The Other Other Country

I wrote you a brief but rather dull letter. ~T. S. Eliot

The days bled alabaster,
the nothing of sky over Paradise,
where the original sin was weather.
Did they miss the wildness
of the palms, the angels
who brought breakfast on tea trays?
Each dawn would be a palimpsest
of storms almost forgotten,
humiliation, love.

by William Logan


Marcheline said...

I'd forgotten the word "palimpsest" - thank you for bringing it back to me.

Katherine C. James said...

Oh, Bumble, I loved waking up to read this William Logan poem, and then to spend an hour thinking about you and it, about Logan who, because of the harshness of his criticism, "The Hudson Review once called…'the most hated man in American poetry'; he was so flattered, he began using it as a cover blurb.", my beloved T. S. Eliot, Eliot's Portrait of a Lady with its Jew of Malta epigraph that includes, "but that was in another country, And besides, the wench is dead," and Logan's epigraph that refers to the literal line of a letter Eliot wrote to his cousin Eleanor, Eliot's Jew of Malta epigraph, and to the woman in The Portrait of a Lady, who wistfully says to the shallow narrator of the poem, " "Perhaps you can write to me."…You will write, at any rate./Perhaps it is not too late."

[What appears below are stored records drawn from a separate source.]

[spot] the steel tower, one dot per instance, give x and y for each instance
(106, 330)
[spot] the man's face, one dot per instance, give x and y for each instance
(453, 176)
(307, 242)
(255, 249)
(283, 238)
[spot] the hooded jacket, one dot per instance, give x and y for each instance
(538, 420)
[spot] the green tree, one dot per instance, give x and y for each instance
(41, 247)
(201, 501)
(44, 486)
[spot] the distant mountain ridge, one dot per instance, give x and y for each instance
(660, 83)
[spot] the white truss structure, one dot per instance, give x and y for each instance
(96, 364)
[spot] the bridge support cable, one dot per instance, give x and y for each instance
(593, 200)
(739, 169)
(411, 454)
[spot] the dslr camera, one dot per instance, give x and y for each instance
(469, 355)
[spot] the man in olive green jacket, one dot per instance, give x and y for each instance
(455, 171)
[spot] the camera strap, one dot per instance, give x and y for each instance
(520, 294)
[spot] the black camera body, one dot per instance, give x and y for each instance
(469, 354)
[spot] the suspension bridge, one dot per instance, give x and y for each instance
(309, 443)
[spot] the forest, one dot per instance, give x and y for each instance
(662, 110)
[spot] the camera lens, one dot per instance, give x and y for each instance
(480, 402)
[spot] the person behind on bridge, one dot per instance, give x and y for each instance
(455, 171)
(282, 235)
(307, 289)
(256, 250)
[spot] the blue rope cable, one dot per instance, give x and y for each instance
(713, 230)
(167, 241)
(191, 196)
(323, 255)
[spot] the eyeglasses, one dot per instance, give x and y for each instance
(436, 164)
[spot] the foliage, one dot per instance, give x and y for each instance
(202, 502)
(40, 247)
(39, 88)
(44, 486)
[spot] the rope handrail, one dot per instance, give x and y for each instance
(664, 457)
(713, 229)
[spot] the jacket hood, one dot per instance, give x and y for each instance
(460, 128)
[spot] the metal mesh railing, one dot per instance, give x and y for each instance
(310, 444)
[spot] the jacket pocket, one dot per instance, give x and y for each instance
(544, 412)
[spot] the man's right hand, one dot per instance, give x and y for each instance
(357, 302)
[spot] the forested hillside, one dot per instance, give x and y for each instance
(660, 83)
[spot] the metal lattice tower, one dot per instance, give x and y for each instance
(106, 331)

Logan spends time in Cambridge and in Florida. He's like you, with your Chiltern and LA contrasts, though in mentioning angels he seems to be speaking of you and your move. The lines "Did they miss the wildness/of the palms, the angels/who brought breakfast on tea trays?" are extraordinary in their reference to your circumstances. Before them we, I think, are in England, during them we are in LA, until the last two words, "tea tray" return us again to England.

This Logan poem is new to me, and not yet fully accessible. Maybe I am misinterpreting it. (I hope Logan does not find out, I can imagine him being unkind about that.:)) But the receiving of a Miss Whistle blog post, then finding a poem, and then finding so much pleasure in the layers of the poem's meanings and references were all lovely for me on day I'm in bed with a rather bad cold or flu or cold.

Thinking of you in Chiltern. Thank you for the beautiful photographs you are providing, and thank you for continuing to share poetry.